Agnolo di Cosimo IL BRONZINO (AGNOLO DI COSIMO TORI)
Sketch for the ceiling fresco in the Capella d’Eleonora di Toledo, Palazzo Vecchio, Florence
Pen in black and brown ink, brush in grey and brown ink over black pencil, brown wash, heightened in white, on grey-blue tinted paper
Inv. No. 4344 (Purchased by Johann Friedrich Städel)
34.3 × 16.2 cm
Following a period of political turmoil, Cosimo I (1519–1574) used his long reign to reconsolidate the Medici power in Florence. Made a duke in 1537, two years later he married the daughter of the Spanish viceroy of Naples, Eleonora di Toledo (1522–1562). It was also in this period that he moved to the Palazzo Vecchio, Florence’s city palace. Agnolo Bronzino, pupil and close collaborator of Pontormo, was commissioned to decorate the duchess’s private chapel. The result was one of the great masterworks of Florentine Mannerism, and Bronzino became the leading artist at Cosimo’s court.
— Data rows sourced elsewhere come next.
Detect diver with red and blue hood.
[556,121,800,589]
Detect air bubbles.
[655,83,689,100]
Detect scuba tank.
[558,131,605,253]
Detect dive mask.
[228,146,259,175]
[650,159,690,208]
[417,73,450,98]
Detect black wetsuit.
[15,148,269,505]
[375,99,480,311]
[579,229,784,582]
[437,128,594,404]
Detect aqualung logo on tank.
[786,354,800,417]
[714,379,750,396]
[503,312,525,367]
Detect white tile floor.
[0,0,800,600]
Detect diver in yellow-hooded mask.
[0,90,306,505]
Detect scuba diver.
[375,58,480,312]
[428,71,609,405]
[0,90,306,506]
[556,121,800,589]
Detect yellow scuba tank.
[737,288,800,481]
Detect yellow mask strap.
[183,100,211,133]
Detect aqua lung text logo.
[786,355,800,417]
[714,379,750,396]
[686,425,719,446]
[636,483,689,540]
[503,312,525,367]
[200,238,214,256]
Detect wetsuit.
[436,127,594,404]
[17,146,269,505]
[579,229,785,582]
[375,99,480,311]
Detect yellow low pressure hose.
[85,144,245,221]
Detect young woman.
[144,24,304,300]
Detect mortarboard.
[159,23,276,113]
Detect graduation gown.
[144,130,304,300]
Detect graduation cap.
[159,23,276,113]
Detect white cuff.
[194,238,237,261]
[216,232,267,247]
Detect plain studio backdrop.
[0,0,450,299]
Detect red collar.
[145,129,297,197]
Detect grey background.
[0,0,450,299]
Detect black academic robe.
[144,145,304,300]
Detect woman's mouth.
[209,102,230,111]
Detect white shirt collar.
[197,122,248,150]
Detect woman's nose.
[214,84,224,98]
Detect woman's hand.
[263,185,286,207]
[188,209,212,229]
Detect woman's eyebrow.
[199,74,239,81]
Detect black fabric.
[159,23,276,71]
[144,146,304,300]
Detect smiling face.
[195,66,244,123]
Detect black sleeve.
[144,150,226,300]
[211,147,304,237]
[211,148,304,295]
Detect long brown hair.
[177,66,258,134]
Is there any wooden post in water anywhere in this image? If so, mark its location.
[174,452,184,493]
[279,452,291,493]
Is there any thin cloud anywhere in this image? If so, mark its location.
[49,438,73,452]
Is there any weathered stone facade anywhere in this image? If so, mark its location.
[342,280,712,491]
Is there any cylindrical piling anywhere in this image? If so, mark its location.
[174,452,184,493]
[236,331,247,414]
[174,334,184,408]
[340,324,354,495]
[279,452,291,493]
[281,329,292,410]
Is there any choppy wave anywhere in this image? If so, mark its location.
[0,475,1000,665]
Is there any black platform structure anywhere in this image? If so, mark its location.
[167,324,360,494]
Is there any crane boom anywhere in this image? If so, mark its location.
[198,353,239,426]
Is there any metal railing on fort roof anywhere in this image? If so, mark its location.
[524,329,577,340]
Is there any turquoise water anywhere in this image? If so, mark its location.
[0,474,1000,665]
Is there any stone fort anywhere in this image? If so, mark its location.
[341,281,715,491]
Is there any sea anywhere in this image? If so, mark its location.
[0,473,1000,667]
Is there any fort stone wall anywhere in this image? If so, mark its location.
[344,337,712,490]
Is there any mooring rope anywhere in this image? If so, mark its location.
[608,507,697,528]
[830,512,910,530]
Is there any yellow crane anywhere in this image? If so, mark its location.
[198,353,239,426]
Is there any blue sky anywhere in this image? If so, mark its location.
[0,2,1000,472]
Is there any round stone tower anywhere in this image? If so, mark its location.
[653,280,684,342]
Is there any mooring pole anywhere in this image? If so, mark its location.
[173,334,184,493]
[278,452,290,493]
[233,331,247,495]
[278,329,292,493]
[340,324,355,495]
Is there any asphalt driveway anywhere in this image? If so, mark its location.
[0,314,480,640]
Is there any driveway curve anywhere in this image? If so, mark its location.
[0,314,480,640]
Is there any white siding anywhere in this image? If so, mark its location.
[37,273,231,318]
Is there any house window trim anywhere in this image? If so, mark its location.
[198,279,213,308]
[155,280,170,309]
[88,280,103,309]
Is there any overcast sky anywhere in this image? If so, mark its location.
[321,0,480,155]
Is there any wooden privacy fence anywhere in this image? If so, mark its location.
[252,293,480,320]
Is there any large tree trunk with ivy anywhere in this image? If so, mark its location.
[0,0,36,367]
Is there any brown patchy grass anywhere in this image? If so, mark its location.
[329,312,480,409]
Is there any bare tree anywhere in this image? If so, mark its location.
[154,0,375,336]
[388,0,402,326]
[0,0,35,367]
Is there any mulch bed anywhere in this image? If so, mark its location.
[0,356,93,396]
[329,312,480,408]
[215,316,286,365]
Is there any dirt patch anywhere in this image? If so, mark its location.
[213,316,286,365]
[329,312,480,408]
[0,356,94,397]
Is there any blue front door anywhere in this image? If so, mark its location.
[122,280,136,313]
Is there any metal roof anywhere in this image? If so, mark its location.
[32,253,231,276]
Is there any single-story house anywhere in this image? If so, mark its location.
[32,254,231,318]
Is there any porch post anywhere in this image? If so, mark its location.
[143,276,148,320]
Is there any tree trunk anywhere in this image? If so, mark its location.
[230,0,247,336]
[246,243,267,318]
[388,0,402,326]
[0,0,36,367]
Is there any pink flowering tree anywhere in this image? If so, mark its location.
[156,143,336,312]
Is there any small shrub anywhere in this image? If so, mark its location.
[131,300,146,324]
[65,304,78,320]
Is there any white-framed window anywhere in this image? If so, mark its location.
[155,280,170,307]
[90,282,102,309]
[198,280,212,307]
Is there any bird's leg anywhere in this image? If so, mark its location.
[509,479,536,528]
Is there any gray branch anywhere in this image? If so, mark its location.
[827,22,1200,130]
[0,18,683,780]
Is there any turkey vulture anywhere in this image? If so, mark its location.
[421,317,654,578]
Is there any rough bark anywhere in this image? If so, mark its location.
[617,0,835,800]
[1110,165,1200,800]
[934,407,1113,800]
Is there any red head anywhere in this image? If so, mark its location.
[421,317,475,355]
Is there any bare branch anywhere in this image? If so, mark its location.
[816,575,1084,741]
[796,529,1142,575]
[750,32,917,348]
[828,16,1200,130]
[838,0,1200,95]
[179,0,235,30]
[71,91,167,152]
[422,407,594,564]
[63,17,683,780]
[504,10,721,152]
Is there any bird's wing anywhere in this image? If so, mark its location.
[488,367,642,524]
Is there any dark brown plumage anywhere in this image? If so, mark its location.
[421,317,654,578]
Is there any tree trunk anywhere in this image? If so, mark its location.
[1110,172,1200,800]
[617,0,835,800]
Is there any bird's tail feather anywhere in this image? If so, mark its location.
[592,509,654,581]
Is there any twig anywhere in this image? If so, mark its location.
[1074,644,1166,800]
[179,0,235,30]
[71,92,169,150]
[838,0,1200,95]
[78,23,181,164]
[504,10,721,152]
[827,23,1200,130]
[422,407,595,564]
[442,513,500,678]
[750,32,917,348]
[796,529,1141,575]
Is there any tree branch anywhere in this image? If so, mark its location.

Putti clutching long bands of garlands divide the ceiling of the tiny chapel into four zones, each of which features a different saint: above the altar, the Archangel Michael defends two souls (personified as little children) against the devil; to his left is St. John the Evangelist, accompanied by an eagle, followed by St. Francis receiving the stigmata and, finally, the penitent St. Jerome with a lion. The sheet in the Städel Museum’s Department of Prints and Drawings, acquired by Johann Friedrich Städel as a work by Raphael’s pupil Giulio Romano, served as the modello for the ceiling painting. It was probably executed around 1540 in order to provide the artist’s patron with an impression of how the final work would look.
The washed pen drawing, executed on grey-blue tinted paper and heightened in white, tells nothing of the brilliant coloration and porcelainlike surface of the final fresco. It shows the arrangement of the figures, their poses and three-dimensional form, as well as the manner in which the scenes were to be lit. Deviations from a likewise extant preliminary sketch can be recognized in several places; the finished work, for its part, is different again, for example in the reversal of the group with St. Francis, which gives the ensemble a clockwise rotating orientation. Because of the chapel’s low ceiling, Bronzino decided against a strong foreshortening of the figures, which float on clouds. St. Michael, with his halfkneeling, half-seated pose, his »gyrating« limbs and strong orientation towards the pictorial plane is a downright anti-classical – and therefore exemplary Mannerist – figure.